# Can we map every graph in the plane such that all induced cycles selfintersect?

Suppose we have a graph G. Is it true that we can map its vertices to the plane such that when connecting neighboring vertices with segments, then any induced cycle of G that has length at least 4 will have two edges that intersect?

What if I want each induced cycle of length at least 4 to be in a non-convex position? (If we write a bigger number instead of 4, then this would be some kind of strengthening of the theorem of Erdos-Szekeres.)

What if I want k induced cycles that do not intersect (any other or themselves)?

I suspect that the answer to all these questions is negative, i.e. there is a graph that we cannot linearly map with ruining all its induced cycles. I would also be very interested in any related results.

*Update March 19. I realized that I can show that there is a dense graph whose embedding will have an induced $C_4$ in convex position (whose edges might intersect). For a proof sketch, see my answer.

*Update April 3. Now I realized that if the graph is sparse in the sense that its degeneracy is constant, then its chromatic number is also constant, in which case we can put the vertices that belong to the same color class close to each other, which would mean that it is not possible to have too many disjoint cycles. So a graph with a linear number of edges has a drawing with at most a constant number of disjoint cycles.

*Remaining Question. Is there a method that guarantees non-crossing cycle(s) and does not use a counting argument but rather some topology?

• I don't follow the details of your argument, but $\log \left( n^{log n} \right)$ is $(\log n)^2$, not $n \log n$. This seems to indicate an error in the sentence beginning "Firstly". I'm afraid that I am lost enough that I can't figure out whether this is important or just a minor typo. – David E Speyer Mar 19 '11 at 11:30
• Dear Domotorp, it is a little hard to understand your updates and what is known and what is still not regarding your initial question. Perhaps add an answer with a description of what is known? – Gil Kalai Apr 8 '11 at 10:29
• I edited my question a bit, I hope this highlights the remaining question. – domotorp Apr 9 '11 at 20:11

Just a comment. If there is an embedding of $G$ as a straight-line thrackle, then every pair of non-incident edges cross, and so all induced cycles (of length $\ge 4$) intersect. Conway's thrackle conjecture—that every thrackle satisfies $E \le V$—has long been known to hold for straight-line thrackles. So you might gain some insight by examining the literature on thrackles; see this webpage or this problem summary. In particular, the 4-cycles play a special role, as they are the only cycles that are not thrackles.

• Thanks for your answer. I think the thrackle problem is quite different, as there the requirement is very restricting that they have to cross exactly once, which enable to use e.g. parity arguments which would not work for this problem. I imagine this to be more similar to some Borsuk-Ulam type arguments, or theorems about simplices sharing many points, e.g. arxiv.org/abs/1005.1392 – domotorp Mar 18 '11 at 7:12

A counting argument proves that there is a (dense) graph whose embeddings always have a $C_4$ in convex position (with possibly intersecting edges). I am sure that a more careful counting would also prove several copies of convex $C_4$'s without intersecting edges.
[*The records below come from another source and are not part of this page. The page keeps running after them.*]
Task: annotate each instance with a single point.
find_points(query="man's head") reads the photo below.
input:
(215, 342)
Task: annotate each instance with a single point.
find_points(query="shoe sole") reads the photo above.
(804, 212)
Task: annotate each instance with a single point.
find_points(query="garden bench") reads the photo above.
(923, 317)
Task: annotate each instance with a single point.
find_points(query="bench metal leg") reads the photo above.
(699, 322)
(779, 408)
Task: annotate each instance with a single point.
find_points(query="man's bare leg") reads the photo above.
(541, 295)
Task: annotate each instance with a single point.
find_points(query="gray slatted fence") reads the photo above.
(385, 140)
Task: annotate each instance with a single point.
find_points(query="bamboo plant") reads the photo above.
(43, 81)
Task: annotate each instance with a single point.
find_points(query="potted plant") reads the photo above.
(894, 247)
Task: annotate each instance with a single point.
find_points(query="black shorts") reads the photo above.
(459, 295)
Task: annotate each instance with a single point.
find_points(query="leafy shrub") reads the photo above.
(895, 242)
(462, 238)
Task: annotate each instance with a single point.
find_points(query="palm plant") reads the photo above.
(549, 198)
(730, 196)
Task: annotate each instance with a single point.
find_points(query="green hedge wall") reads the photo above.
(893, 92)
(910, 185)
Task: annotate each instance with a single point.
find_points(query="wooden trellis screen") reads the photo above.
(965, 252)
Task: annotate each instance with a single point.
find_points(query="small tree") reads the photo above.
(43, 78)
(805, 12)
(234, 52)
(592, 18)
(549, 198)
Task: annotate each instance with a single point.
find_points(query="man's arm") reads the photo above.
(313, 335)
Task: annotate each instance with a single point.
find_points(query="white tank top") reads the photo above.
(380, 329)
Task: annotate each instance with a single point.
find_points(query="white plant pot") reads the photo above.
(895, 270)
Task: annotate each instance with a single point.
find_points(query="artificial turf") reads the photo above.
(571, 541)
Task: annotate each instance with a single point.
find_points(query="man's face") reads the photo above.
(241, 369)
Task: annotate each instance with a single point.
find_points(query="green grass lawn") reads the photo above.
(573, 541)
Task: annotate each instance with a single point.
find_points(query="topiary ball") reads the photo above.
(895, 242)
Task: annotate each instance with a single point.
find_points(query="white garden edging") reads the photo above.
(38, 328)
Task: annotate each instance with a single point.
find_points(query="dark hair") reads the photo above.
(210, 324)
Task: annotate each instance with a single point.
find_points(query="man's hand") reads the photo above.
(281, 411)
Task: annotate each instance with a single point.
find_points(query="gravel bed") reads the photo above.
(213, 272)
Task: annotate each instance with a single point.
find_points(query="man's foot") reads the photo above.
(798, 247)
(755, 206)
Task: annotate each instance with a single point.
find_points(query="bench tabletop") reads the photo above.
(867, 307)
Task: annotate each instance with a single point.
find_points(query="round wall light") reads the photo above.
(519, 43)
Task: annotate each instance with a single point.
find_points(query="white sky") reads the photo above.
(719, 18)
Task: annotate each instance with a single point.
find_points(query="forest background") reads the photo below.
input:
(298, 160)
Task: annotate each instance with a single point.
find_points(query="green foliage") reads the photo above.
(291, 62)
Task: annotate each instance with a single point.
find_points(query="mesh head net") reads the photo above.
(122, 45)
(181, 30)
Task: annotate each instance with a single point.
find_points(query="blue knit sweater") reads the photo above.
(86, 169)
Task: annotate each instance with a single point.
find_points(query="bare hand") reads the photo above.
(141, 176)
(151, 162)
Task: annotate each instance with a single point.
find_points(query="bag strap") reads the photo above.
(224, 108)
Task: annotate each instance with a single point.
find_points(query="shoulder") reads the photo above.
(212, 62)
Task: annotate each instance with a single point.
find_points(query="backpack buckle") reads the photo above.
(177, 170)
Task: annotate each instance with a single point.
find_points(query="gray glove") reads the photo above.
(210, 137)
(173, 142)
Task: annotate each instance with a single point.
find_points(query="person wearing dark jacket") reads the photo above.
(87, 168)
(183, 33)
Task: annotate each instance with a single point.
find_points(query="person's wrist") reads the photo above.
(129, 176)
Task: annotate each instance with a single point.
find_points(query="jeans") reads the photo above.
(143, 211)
The proof is a counting argument, we can describe every graph that has an embedding without a convex, induced $C_4$ with less than $n^2/2$ bits. Firstly, there are $n^{O(n)}$ order types (which describe the position of the vertices in the embedding), so encoding an order type requires $n\log n$ bits (we don't care about the constants). Divide the vertices into $n$ groups of size $\sqrt n$ such that every edge is in at most one group (this is possible, again we might lose some constants). In each group, there are $k=\log n$ vertices in convex position. So we know that there cannot be an induced $C_4$ among them. There are only $2^{k^2/4}$ such graphs. So the edges can be described with $k^2/4$ bits instead of the usual $k^2/2$, this means that in each group we spare $k^2/4$ bits. Thus in total we win $nk^2/4$, which is about $n\log^2 n\ge n\log n$, we are done. Note that this proof works for any graph instead of the $C_4$.

It will be hard to do with complete graphs or near complete. Bipartite graphs come close; perhaps you could try some characterization involving near-bipartite graphs.

Of course, you can artificially force the condition by drawing a curve for each edge, and requesting that all curves meet at a (nonvertex) point in the plane.